Génie du christianisme/Partie 1/Livre 5/Chapitre XII

Garnier Frères (p. 112-115).


CHAPITRE XII.

Deux perspectives de la Nature.



Ce que nous venons de dire des animaux et des plantes nous mène à considérer les tableaux de la nature sous un rapport plus général. Tâchons de faire parler ensemble ces merveilles, qui prises séparément nous ont déjà dit tant de choses de la Providence.

Nous présenterons aux lecteurs deux perspectives de la nature, l’une marine et l’autre terrestre ; l’une au milieu des mers Atlantiques, l’autre dans les forêts du Nouveau Monde, afin qu’on ne puisse attribuer la majesté de ces scènes aux monuments des hommes.

Le vaisseau sur lequel nous passions en Amérique s’étant élevé au-dessus du gisement des terres, bientôt l’espace ne fut plus tendu que du double azur de la mer et du ciel, comme une toile préparée pour recevoir les futures créations de quelque grand peintre.
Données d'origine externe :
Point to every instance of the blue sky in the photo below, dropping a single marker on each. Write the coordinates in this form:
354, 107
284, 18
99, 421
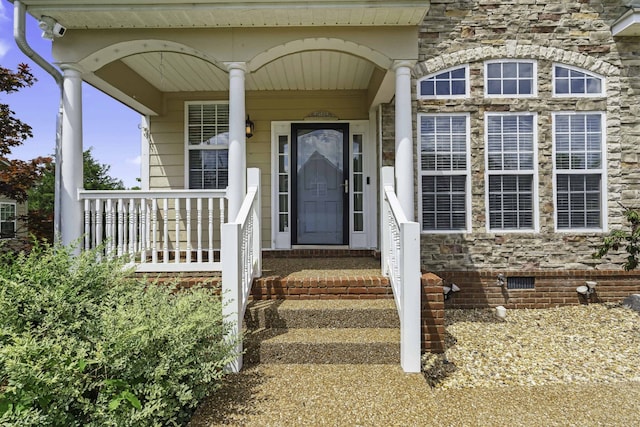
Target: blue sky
109, 127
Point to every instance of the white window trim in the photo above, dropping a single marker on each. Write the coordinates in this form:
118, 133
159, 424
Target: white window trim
467, 173
534, 172
604, 218
187, 146
15, 220
467, 84
578, 95
534, 79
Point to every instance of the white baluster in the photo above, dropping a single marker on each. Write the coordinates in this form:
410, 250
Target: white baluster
188, 220
143, 231
165, 243
177, 240
199, 219
121, 213
154, 246
210, 228
87, 224
109, 227
97, 223
132, 228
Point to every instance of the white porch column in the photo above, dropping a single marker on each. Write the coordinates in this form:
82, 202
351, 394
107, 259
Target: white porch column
70, 157
237, 138
404, 138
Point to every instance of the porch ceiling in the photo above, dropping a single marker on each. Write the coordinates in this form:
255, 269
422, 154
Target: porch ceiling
628, 25
78, 14
316, 70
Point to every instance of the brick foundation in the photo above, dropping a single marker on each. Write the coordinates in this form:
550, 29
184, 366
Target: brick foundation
432, 314
478, 289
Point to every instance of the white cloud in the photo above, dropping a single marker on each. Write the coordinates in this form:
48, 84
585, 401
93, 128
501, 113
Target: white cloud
134, 160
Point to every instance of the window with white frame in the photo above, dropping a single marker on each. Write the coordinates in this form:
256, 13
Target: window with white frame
570, 81
579, 169
511, 171
7, 220
452, 83
207, 140
510, 78
444, 171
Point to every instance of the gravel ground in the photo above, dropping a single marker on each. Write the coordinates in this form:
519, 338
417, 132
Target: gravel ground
572, 366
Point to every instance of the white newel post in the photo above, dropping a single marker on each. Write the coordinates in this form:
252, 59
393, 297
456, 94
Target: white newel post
237, 138
70, 161
404, 138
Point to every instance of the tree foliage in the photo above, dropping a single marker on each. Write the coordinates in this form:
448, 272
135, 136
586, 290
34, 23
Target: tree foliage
627, 238
41, 195
16, 176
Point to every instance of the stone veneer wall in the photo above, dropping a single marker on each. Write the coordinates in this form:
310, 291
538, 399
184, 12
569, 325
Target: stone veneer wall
572, 32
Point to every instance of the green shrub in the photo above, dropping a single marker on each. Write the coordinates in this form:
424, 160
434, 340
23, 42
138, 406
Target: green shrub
82, 344
629, 239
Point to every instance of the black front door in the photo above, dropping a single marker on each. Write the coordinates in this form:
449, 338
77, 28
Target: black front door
319, 183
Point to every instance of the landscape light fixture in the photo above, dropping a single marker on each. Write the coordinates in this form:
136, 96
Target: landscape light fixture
588, 288
448, 290
249, 127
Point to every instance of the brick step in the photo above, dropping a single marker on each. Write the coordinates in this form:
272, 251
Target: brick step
331, 346
288, 314
323, 332
306, 288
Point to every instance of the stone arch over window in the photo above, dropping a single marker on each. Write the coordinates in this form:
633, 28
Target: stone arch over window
516, 51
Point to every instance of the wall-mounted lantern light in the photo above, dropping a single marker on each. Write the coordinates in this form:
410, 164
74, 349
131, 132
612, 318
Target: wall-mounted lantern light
249, 127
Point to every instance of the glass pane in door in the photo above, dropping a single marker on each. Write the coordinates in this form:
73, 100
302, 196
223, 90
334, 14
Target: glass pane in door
320, 185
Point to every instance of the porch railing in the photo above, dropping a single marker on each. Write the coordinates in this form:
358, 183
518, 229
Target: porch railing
242, 259
160, 231
401, 263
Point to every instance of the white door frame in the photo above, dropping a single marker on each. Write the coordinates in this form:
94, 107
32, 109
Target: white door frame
358, 239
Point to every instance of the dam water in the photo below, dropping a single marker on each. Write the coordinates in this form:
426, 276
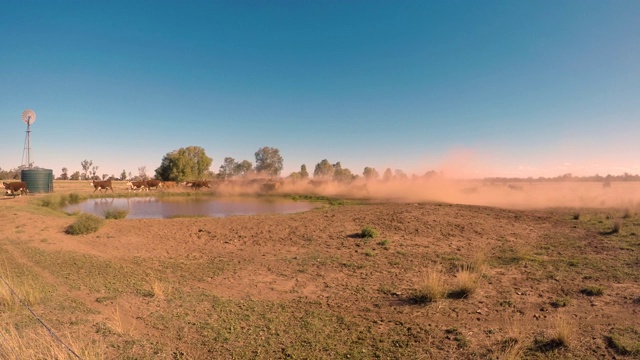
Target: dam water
168, 207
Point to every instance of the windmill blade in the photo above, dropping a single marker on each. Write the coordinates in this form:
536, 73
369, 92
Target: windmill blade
28, 116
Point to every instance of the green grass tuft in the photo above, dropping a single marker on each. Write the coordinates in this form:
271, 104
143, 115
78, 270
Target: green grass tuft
369, 232
592, 290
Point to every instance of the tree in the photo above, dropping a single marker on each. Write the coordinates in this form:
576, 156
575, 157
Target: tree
228, 168
304, 174
268, 160
86, 165
188, 163
388, 175
244, 168
94, 170
370, 173
142, 172
340, 174
323, 170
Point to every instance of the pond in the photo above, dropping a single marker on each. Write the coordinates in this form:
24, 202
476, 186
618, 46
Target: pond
150, 207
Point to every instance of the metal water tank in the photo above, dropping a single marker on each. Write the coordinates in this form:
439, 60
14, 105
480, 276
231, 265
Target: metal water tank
38, 180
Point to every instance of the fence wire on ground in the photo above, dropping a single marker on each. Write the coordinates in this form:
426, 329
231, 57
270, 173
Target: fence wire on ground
55, 336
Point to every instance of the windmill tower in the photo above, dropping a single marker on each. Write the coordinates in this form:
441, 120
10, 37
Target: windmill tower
28, 116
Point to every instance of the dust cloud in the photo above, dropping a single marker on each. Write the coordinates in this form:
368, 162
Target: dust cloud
520, 195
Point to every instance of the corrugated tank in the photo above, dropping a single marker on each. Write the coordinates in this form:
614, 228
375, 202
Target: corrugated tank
38, 180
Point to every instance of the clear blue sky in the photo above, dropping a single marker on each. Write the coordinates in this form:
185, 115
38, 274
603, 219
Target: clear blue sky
475, 88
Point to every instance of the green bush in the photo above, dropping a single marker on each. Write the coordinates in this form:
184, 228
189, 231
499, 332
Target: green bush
84, 224
116, 214
369, 232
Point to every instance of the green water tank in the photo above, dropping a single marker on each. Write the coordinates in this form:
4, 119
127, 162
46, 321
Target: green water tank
38, 180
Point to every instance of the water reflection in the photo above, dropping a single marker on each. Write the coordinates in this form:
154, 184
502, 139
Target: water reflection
150, 207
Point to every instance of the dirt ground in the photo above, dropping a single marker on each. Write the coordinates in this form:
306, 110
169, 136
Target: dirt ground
308, 285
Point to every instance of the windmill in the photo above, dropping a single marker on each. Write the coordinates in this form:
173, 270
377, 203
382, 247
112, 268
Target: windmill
28, 116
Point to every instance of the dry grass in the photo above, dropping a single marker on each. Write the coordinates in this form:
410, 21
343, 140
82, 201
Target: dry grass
512, 346
40, 344
432, 289
29, 293
563, 332
465, 284
160, 290
115, 322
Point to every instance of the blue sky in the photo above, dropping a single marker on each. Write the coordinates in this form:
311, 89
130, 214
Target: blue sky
500, 88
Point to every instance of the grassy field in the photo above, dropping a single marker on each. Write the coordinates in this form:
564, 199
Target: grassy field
365, 280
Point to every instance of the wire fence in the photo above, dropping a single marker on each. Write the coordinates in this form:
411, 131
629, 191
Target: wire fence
53, 334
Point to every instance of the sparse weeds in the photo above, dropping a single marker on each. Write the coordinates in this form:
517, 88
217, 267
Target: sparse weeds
116, 214
561, 302
369, 232
563, 332
432, 289
115, 322
592, 290
26, 290
384, 243
466, 283
18, 344
84, 224
625, 341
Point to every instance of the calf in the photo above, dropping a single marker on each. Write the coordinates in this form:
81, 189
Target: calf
154, 184
168, 184
16, 186
137, 185
99, 185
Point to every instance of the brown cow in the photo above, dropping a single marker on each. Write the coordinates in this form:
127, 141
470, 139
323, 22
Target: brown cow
154, 184
137, 185
197, 184
16, 186
99, 185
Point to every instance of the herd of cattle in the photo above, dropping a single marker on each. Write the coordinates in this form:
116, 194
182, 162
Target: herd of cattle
18, 188
153, 184
146, 185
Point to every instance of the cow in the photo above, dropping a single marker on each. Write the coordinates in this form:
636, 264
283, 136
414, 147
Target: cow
153, 184
16, 186
137, 185
270, 186
197, 184
168, 184
99, 185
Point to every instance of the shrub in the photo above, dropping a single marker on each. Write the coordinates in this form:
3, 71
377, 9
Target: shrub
466, 284
369, 232
84, 224
116, 214
592, 290
432, 289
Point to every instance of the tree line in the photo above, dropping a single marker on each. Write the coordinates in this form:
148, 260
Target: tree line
192, 162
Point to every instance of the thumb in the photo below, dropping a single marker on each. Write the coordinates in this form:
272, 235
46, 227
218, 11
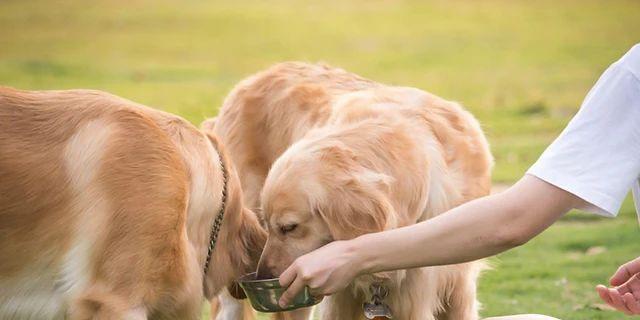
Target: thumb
625, 272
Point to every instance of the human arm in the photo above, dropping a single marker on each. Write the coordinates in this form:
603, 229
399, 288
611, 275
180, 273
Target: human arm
474, 230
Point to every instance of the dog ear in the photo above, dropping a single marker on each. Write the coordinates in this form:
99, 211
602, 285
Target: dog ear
358, 204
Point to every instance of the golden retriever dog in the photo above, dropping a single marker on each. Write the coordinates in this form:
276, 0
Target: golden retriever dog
328, 155
113, 210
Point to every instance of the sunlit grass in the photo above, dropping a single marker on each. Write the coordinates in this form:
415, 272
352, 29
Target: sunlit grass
522, 67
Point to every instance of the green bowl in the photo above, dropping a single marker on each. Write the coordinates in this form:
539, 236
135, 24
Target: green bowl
264, 294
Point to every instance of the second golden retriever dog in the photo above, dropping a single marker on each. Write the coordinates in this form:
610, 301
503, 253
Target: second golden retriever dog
329, 156
113, 210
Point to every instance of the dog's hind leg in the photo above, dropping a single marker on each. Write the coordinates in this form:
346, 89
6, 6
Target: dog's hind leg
462, 303
98, 303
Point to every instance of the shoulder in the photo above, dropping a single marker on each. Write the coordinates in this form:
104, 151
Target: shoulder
631, 61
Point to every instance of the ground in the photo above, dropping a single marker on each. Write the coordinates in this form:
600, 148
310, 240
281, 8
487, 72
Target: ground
522, 67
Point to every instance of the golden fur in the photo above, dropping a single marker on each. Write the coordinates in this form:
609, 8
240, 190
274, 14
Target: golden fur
106, 208
334, 156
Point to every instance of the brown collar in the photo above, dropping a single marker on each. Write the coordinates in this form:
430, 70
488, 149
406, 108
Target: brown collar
215, 229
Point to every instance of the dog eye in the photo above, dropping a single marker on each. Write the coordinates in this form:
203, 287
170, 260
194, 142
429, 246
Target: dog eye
288, 228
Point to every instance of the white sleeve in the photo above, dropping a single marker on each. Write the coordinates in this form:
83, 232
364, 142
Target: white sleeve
597, 156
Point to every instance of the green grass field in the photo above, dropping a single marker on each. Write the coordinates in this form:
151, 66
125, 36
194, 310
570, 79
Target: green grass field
522, 67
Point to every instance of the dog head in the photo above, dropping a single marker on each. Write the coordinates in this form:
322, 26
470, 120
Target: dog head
316, 193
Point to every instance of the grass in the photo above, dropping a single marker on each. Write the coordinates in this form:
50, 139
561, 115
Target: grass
522, 67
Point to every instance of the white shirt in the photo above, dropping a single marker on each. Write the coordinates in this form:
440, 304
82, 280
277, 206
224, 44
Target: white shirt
597, 156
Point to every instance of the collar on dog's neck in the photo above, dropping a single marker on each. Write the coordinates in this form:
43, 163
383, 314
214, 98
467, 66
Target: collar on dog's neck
215, 229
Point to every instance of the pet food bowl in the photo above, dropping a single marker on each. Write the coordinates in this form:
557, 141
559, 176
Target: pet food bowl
264, 294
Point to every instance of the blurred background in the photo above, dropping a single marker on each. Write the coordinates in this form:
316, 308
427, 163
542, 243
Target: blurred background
522, 67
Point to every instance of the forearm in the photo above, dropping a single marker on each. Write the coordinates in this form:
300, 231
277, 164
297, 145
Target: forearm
477, 229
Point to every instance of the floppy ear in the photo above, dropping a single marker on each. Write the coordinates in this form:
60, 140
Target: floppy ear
358, 205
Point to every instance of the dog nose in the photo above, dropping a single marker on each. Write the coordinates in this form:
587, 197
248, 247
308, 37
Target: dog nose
264, 272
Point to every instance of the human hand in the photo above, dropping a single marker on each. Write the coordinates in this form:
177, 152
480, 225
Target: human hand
325, 271
625, 295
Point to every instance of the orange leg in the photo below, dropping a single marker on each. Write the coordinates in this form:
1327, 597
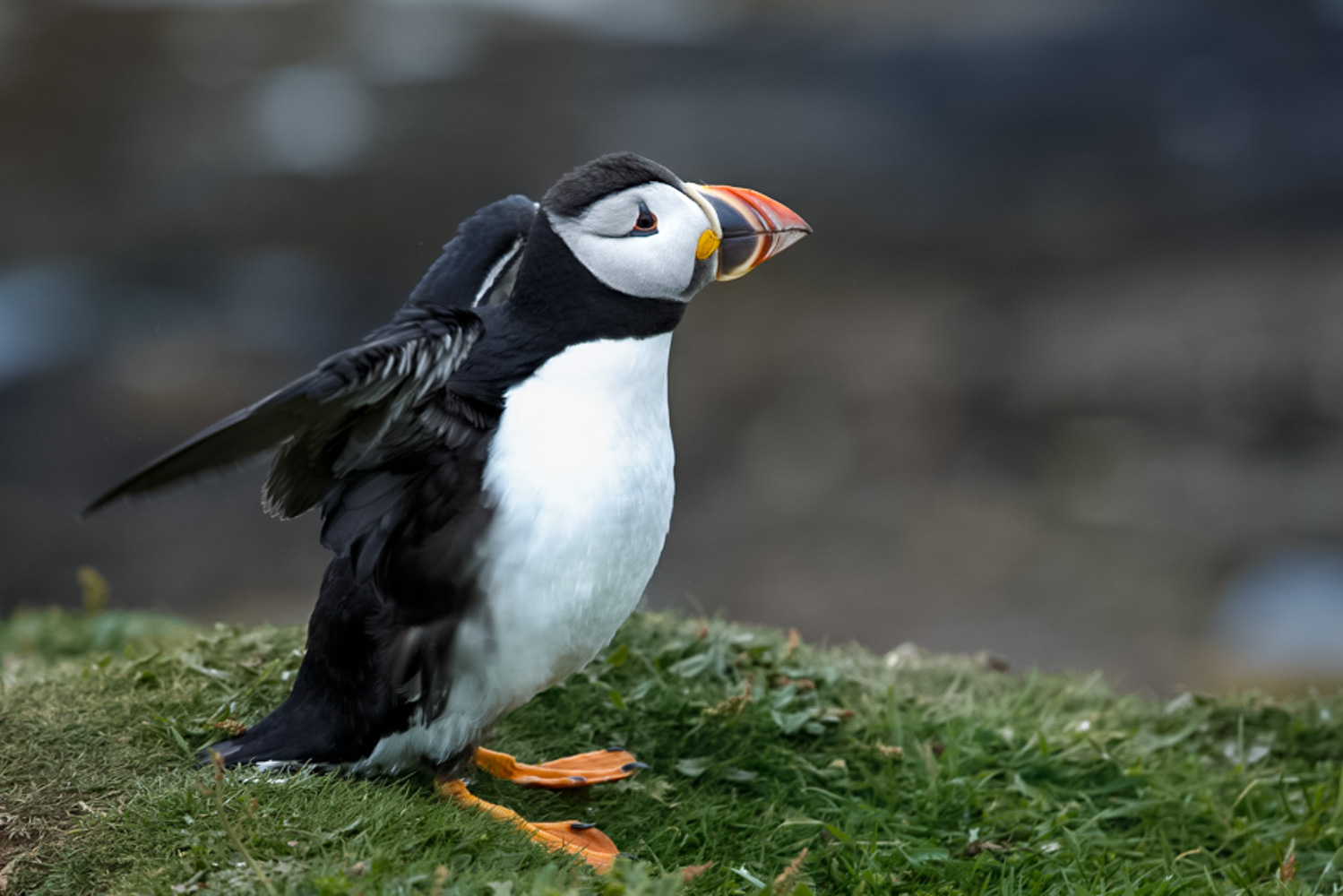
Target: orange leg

La couleur des eaux devint semblable à celle du verre liquide. Une grosse houle venoit du couchant, bien que le vent soufflât de l’est ; d’énormes ondulations s’étendoient du nord au midi, et ouvroient dans leurs vallées de longues échappées de vue sur les déserts de l’Océan. Ces mobiles paysages changeoient d’aspect à toute minute : tantôt une multitude de tertres verdoyants représentoient des sillons de tombeaux dans un cimetière immense ; tantôt des lames en faisant moutonner leurs cimes imitoient des troupeaux blancs répandus sur des bruyères ; souvent l’espace sembloit borné, faute de point de comparaison ; mais si une vague venoit à se lever, un flot à se courber comme une côte lointaine, un escadron de chiens de mer à passer à l’horizon, l’espace s’ouvroit subitement devant nous. On avoit surtout l’idée de l’étendue lorsqu’une brume légère rampoit à la surface de la mer et sembloit accroître l’immensité même. Oh ! qu’alors les aspects de l’Océan sont grands et tristes ! Dans quelles rêveries ils vous plongent, soit que l’imagination s’enfonce sur les mers du Nord au milieu des frimas et des tempêtes, soit qu’elle aborde sur les mers du Midi à des îles de repos et de bonheur !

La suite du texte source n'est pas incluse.